Dag escorted Owlet back to the streamlet for an overdue morning cleaning, then settled himself again and offered the child a celebratory half plunkin strip, which was grabbed with alacrity. Pakko accepted the other half. The child climbed back into his lap refuge, to gnaw and drool happily. “So, let me see.” Dag thought he might be babbling, but he didn’t care. Pakko was surely the most captive of audiences, and Owlet seemed to find the rumble of Dag’s voice soothing. “You asked for my life story.”
“I sure do wonder how you stumbled onto me, I’ll say that,” Pakko allowed.
“Well, I’m from Oleana, originally, but I took a walk around the lake…”
Later, Dag passed some time tricking a few luckless squirrels and a mourning dove into becoming lunch, a process that both fascinated and fed the fretful Owlet. Peeled, cut up, and cooked on a toasting stick, the game produced hardly a mouthful, but Owlet’s was a little mouth. Dag was more worried for Pakko, who seemed barely able to swallow.

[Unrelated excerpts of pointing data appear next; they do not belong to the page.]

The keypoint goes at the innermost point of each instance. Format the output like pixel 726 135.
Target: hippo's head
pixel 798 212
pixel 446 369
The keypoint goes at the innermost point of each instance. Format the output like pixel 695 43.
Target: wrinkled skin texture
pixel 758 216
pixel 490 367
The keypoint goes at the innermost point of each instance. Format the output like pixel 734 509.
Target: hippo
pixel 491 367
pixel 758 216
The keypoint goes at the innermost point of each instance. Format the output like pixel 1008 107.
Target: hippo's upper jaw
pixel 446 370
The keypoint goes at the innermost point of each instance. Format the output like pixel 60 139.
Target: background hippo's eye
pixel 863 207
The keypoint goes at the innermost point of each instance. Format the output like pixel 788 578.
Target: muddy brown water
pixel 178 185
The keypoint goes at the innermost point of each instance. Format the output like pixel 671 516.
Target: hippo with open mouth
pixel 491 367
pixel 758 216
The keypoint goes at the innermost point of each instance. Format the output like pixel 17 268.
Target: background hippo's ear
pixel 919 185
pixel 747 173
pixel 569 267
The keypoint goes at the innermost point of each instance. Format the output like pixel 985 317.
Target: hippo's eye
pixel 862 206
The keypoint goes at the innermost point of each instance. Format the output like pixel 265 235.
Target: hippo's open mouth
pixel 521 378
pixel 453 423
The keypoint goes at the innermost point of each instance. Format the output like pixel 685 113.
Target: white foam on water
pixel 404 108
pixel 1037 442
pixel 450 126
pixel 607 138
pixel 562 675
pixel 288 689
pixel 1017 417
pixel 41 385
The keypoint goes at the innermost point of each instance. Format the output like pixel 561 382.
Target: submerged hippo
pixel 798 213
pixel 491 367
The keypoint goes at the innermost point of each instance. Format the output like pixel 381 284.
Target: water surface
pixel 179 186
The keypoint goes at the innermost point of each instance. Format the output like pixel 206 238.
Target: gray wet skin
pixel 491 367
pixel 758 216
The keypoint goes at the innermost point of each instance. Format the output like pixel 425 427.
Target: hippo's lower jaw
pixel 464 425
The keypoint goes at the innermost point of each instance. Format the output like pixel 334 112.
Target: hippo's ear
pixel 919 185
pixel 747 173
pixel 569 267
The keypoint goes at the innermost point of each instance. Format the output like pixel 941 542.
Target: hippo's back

It was midafternoon when Tavia arrived with Arkady, wonderfully sooner than Dag had dared hope. Unexpectedly, they also brought Calla, Indigo, and pack loads of supplies. Dag ducked out from under the ledge, where Owlet was napping, and hobbled forth to greet them.
Arkady, still catching his breath from the climb, grabbed Dag by the shoulders as though he didn’t know whether to hug him or shake him. “I never thought I’d see you alive again! Ye gods, what horrible things have you been doing to your ground this time?”